Why have a film featuring one superhero when you can have a whole team of them – like the Avengers, the X-men or the Justice League?
Earlier this month, we saw the corporate equivalent when three of the most powerful businesses in America joined forces against a dire threat to the nation.
Derek Thompson of the Atlantic is amazed:
“Amazon, JPMorgan Chase, and Berkshire Hathaway announced on Tuesday that they intend to form a new company that manages health care for their hundreds of thousands of U.S. employees, the idea being that a unified, not-for-profit entity can reduce workers’ expenses.
“The surprising trio of the nation’s largest online retailer, largest bank by assets, and most famous investor (Warren Buffett, the chief executive of Berkshire) riding to the rescue of the beleaguered health system already rocked insurance stocks and thrilled health-care experts who have long dreamed of a technological solution to ‘bend the curve’ of inexorably rising medical costs.”

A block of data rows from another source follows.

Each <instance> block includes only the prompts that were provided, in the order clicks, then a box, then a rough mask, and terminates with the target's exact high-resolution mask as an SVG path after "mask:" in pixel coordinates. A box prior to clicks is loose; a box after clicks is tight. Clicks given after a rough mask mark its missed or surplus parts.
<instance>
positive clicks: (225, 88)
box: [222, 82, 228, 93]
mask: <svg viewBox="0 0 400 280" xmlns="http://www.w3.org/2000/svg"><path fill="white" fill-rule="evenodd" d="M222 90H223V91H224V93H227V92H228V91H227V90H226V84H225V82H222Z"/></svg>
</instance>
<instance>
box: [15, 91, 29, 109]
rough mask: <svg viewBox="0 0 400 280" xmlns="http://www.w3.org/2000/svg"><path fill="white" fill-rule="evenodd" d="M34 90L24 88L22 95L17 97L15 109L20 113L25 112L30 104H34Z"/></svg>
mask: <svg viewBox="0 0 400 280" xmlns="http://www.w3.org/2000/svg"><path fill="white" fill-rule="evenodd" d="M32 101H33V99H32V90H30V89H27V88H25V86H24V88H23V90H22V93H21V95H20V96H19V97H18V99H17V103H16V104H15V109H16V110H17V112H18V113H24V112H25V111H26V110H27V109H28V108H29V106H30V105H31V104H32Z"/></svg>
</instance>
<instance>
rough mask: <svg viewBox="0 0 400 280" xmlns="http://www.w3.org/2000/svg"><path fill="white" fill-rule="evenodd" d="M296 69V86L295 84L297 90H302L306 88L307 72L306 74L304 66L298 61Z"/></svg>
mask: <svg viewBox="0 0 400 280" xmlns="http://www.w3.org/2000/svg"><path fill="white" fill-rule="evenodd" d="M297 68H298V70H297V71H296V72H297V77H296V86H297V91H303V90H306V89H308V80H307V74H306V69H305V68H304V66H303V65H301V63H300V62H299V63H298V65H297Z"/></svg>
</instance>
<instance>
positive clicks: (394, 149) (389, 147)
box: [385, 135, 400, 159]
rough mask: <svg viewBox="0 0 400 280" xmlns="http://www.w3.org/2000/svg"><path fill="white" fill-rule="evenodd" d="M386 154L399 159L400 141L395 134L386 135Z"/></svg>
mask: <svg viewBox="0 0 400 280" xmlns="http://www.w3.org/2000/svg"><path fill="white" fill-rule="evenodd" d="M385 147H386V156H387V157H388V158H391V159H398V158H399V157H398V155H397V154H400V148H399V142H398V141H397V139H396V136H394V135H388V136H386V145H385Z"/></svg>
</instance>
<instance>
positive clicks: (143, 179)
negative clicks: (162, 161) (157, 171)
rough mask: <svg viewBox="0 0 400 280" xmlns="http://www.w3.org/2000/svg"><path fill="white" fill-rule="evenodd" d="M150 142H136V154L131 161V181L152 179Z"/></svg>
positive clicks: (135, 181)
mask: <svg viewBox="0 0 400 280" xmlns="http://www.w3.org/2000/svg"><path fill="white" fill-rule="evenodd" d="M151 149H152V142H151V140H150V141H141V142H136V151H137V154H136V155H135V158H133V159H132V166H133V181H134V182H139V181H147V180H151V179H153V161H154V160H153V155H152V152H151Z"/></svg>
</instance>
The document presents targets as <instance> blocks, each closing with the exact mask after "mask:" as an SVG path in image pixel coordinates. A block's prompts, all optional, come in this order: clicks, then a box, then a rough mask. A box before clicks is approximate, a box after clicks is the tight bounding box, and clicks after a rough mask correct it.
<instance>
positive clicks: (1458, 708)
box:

The immediate interest of the three companies is obvious – reducing the cost of providing healthcare benefits to their combined workforce. But if they succeed in developing a new and much cheaper healthcare model, the opportunities for expansion are clear and will hardly be lost on a company like Amazon.
Though the announcement was light on detail, it made a heavy impact on the markets:
“Across the economy, Amazon has become a kind of deflationary Death Star, so well-known for its high-volume, low-profit model that stocks plummet in every sector it threatens to enter. Indeed, within minutes of the announcement, shares fell for pharmacy managers and drugmakers.”
“Deflationary Death Star” is a brilliant turn of phrase, though one more suggestive of villainy than heroism. But if any one business can reorganise an entire sector of the economy, to eliminate the friction between its working parts, then it’s Amazon. As Nigel Cameron says the opportunity for market disruption is huge.
One might venture that Amazon (and its partners) are doing to the American health care system what the National Health Service did to the British health care system in the post-war period – i.e. bring a vast array of divergent interests under one roof to align incentives and squeeze out costs.